Gathering results at the end of computation -- looking for a mailbox


Thanks to the GPU, I should be able to run some expensive computation in parallel with a very large number of threads. I’m currently struggling to come up with a good scheme for gathering those results.

For the moment, let’s assume I’m working with 1024 threads for block/SM, and that I’m using all 80 SMs on a V100. Let’s also assume that as each thread reaches the last phase of its computation, it starts producing “items” that consist of a pair of integers and plus a list of integers that vary in length from 1 to 100.

I can easily setup each thread to have its own area in memory to write these items of varying length. However, I’m concerned that if each thread is writing to its own disjoint area, that the uncoalesced writes will yield horrible performance.

Another alternative is to group the threads by WARP and interleave each WARP’s threads’ data within one region of memory (per WARP). Unfortunately, each thread will have data of such varying length, that I expect the writes to quickly un-coalesce.
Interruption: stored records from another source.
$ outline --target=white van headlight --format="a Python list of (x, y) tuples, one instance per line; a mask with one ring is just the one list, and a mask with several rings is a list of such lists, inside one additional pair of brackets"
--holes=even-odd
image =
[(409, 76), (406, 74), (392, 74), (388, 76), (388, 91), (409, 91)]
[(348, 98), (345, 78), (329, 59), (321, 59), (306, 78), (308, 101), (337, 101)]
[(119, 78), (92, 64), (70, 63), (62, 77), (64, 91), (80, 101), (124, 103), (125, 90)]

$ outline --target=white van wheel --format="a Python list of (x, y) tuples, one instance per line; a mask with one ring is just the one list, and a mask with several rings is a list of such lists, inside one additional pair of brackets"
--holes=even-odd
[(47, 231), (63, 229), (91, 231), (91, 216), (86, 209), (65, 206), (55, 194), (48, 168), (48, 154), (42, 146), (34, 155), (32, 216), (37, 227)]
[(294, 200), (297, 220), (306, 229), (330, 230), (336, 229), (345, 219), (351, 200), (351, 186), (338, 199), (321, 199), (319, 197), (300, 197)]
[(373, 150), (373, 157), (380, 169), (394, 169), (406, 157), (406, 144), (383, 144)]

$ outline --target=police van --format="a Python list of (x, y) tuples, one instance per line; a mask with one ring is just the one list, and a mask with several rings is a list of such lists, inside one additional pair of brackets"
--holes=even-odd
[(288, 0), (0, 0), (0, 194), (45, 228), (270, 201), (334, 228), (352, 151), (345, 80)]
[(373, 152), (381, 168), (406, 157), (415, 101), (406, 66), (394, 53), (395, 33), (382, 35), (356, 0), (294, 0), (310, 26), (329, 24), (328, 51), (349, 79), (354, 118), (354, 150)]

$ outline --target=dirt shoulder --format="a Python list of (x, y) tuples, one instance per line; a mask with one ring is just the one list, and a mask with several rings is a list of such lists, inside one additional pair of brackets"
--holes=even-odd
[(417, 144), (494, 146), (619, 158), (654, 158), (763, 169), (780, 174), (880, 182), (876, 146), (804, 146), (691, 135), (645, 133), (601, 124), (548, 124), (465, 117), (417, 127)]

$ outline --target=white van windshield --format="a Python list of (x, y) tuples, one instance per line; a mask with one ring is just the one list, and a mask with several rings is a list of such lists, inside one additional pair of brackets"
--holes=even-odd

I can provide code to elucidate the above two paragraphs, but I think what really needs to be done is for me to state what I’m really looking for:

What I feel I need is a mailbox primitive. The order of delivery doesn’t matter, and each item contains enough information to indicate how it should be sorted/stored on the receiving end. What I think I need is a high-performance mechanism to send each item from any thread on the GPU to a CPU thread that’s waiting to receive items (and then store them accordingly in STL objects in main [non-GPU] memory).

Does such a mailbox primitive exist?

I looked in the GPU Computing Gems book, searched for “gather”, “mailbox”, and “channel.” It looks like there’s a chance the FEM Solver gather may be relevant, but it didn’t seem applicable at a first glance. I also searched on the nvidia forums for “mailbox” but didn’t find anything obviously relevant. Maybe the primitive doesn’t exist, or maybe I’m just missing it.


If this were my code, I would quickly prototype the two design alternatives already identified, then check the performance. Since we do not know what else is going on in the kernel, the write performance may or may not be a significant issue for application performance. Benchmarking (and if need be, profiling) the two prototype implementations will quickly reveal whether it is an issue or not.

You can use atomicAdd() to quickly determine where your variable-length results should go.

I wouldn’t worry too much about the uncoalesced writes before you actually benchmarked your code - GPUs have become better dealing with less ideal access patterns with the help of their caches
You may be able to use int4 to write out the bulk of the data via wide transactions, particularly if you can afford padding to multiples of four integers. If your integers fit into 16 or fewer bits, you can stretch the memory bandwidth further by using shorts.